Par Nicolas de Will | LEXTIMES.FR |
Jean-Jacques Urvoas (G) et Thierry Solère (D). Photomontage. Jean-Jacques Urvoas (G) et Thierry Solère (D). Photomontage.

L'Union syndicale des magistrats (USM) se dit consternée par les révélations du Canard Enchaîné selon lesquelles l’ancien ministre de la justice Jean-Jacques Urvoas aurait transmis au député LREM ex-LR Thierry Solère, soupçonné de « fraude fiscale, blanchiment et trafic d’influence », via la messagerie chiffrée russe Telegram, des informations sollicitées dans le cadre des remontées d'informations prévues par l'article 35 du code de procédure pénale.

Réélu député de la neuvième circonscription des Hauts-de-Seine sans adversaire LREM lors des élections législatives de juin dernier sous l’étiquette les Républicains (LR), Thierry Solère, 46 ans, avait participé, avec Franck Riester, à la création le 21 juin 2017 du groupe les Constructifs pour « accompagner les réformes qui vont dans le bon sens et s’opposer quand il le faudra » et obtient néanmoins le troisième poste de questeur qui revient traditionnellement à l’opposition. Exclu des Républicains le 31 octobre 2017 pour être trop proche de la majorité, il a rejoint la République en marche ! le 26 novembre 2017 dont il devrait — si le président de la République Emmanuel Macron est cohérent avec lui-même et si les faits de fraude fiscale se confirment — être exclu s’il tarde à démissionner.

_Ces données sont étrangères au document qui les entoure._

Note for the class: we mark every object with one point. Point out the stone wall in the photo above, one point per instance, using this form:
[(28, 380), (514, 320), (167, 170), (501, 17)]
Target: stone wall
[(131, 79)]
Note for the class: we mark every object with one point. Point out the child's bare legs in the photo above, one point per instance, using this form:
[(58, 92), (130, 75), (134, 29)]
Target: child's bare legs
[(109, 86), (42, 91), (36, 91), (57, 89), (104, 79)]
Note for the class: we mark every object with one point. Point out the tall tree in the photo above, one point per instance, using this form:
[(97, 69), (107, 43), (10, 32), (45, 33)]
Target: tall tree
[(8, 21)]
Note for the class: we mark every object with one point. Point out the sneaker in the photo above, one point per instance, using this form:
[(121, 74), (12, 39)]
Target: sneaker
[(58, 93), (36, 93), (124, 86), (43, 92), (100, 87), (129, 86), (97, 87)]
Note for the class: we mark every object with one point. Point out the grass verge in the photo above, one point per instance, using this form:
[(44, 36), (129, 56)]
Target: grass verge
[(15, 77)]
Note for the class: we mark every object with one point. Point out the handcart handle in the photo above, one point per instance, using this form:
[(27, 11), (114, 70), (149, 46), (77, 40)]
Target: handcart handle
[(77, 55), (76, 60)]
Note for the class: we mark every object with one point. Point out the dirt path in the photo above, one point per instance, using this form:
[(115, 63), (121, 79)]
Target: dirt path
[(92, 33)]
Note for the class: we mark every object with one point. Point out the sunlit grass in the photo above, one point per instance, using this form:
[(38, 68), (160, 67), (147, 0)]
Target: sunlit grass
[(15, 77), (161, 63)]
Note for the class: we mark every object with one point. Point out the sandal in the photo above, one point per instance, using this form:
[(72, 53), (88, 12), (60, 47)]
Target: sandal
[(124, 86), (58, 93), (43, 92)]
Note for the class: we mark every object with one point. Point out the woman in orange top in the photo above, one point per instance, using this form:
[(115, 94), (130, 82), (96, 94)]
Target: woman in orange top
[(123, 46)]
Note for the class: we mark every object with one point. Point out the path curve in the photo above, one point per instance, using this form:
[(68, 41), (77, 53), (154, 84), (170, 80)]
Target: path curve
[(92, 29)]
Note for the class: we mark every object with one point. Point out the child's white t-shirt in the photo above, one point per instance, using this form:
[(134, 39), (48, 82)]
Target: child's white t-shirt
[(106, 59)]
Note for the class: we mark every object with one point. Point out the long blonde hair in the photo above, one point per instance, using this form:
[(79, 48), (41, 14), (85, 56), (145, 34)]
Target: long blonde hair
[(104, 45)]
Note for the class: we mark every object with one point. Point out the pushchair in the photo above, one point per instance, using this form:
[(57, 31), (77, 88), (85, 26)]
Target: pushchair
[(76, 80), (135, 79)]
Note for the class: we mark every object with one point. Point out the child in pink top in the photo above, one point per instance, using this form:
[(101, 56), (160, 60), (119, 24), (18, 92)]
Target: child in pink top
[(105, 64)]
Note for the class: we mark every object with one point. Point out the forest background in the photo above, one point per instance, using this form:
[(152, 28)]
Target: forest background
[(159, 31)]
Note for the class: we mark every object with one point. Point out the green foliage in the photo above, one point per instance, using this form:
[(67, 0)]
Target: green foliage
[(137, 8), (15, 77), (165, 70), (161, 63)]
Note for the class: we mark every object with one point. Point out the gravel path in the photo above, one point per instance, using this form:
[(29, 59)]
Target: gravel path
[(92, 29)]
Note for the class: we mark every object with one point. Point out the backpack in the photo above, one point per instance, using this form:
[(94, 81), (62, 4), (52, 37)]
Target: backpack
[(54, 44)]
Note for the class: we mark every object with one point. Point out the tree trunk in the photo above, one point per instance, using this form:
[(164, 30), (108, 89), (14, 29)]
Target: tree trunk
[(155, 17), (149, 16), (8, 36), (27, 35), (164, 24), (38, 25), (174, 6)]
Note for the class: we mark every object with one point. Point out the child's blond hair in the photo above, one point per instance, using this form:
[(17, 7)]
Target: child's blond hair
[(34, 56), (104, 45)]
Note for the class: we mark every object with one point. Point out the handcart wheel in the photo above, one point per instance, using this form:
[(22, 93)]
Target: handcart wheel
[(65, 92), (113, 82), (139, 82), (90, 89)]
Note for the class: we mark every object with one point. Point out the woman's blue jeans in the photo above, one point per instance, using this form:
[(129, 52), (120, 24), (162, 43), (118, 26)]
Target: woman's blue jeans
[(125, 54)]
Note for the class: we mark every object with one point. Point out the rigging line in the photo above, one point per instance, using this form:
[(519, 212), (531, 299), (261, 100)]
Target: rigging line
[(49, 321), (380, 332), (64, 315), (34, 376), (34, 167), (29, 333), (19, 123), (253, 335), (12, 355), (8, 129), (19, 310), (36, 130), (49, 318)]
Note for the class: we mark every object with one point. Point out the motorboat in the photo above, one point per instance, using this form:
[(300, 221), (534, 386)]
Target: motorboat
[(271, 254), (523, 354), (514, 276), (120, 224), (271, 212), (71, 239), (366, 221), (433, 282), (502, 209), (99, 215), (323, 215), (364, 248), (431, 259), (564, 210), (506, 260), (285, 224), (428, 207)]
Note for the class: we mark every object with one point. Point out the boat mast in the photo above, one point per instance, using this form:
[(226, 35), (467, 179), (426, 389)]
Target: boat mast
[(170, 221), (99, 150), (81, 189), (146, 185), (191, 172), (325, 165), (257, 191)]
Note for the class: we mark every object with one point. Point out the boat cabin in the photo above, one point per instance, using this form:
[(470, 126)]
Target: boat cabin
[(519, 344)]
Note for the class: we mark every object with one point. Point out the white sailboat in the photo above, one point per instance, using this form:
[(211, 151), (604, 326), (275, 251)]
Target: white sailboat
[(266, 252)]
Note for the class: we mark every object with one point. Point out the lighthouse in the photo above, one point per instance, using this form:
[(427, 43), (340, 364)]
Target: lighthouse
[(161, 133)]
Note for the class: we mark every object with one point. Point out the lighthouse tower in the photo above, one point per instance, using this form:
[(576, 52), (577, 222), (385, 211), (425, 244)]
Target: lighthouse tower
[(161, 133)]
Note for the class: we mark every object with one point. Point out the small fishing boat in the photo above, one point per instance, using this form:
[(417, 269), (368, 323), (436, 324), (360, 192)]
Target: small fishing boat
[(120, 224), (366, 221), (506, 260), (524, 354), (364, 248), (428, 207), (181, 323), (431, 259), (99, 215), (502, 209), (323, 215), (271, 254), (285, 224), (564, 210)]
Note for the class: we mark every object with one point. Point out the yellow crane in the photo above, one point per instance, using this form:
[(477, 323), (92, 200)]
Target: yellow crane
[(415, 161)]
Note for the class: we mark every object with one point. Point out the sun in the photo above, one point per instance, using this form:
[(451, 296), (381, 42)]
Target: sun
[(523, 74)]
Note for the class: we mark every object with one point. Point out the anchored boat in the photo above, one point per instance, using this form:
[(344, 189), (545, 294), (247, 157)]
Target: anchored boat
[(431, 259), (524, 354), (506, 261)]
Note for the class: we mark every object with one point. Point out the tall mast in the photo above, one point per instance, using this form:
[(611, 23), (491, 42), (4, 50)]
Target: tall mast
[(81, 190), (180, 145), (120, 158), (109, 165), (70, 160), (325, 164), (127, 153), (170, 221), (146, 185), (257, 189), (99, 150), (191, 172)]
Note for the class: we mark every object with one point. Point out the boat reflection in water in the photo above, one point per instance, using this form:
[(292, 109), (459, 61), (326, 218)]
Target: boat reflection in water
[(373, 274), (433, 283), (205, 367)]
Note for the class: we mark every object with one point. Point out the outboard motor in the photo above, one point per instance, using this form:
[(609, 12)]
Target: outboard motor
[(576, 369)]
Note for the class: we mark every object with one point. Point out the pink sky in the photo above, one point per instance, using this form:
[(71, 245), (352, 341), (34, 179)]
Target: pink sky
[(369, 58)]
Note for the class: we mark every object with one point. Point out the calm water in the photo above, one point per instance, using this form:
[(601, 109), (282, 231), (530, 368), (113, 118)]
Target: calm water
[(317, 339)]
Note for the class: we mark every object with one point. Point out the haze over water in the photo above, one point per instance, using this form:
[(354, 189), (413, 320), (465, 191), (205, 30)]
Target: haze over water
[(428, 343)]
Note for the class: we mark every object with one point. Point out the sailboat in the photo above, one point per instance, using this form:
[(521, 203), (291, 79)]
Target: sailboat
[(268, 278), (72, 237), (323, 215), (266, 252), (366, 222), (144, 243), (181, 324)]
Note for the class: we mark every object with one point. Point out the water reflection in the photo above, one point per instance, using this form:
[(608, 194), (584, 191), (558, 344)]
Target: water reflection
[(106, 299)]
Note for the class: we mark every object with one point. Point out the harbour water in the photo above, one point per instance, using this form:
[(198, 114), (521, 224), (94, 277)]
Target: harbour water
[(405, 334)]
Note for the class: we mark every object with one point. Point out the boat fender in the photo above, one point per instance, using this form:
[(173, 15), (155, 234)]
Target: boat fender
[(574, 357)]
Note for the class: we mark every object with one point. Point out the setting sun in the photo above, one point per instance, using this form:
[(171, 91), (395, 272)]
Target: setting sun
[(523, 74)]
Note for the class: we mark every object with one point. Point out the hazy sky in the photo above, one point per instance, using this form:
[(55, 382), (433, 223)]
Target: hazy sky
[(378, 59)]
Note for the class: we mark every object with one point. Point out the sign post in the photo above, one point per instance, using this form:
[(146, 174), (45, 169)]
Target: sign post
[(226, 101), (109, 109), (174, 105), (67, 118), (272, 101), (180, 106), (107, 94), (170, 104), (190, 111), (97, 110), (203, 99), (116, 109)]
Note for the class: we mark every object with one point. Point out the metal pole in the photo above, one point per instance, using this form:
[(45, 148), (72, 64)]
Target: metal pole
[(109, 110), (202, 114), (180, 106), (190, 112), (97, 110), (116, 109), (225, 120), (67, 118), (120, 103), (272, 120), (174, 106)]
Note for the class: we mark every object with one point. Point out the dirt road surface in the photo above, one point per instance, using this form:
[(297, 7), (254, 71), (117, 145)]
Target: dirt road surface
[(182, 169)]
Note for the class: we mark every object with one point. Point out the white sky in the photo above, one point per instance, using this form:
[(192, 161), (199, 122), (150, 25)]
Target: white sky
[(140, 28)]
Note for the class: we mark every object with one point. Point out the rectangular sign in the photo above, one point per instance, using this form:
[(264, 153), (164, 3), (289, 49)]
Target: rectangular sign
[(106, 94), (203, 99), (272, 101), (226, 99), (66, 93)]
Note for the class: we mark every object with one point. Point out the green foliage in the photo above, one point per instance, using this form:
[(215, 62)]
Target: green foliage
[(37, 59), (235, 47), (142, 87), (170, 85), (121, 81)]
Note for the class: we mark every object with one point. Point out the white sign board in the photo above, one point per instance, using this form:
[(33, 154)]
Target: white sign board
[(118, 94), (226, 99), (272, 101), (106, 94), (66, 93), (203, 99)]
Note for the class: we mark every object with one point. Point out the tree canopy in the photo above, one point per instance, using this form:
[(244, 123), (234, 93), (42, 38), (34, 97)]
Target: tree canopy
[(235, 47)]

Fonction remontant au sénatus-consulte du 28 frimaire an XII, les questeurs « sont chargés des services financiers et administratifs. Aucune dépense nouvelle ne peut être engagée sans leur avis préalable » (art. 15, al. 1er, du Règlement de l’Assemblée nationale). Dans la pratique, les questeurs assurent la gestion administrative et financière de l’Assemblée, ils élaborent le budget de l’Assemblée, gèrent les crédits et engagent les dépenses. Poste auquel Thierry Solère a renoncé, sous la pression du président de l’Assemblée nationale François de Rugy et avant que n’éclate cette affaire Urvoas-Solère, à compter du 1er janvier 2018.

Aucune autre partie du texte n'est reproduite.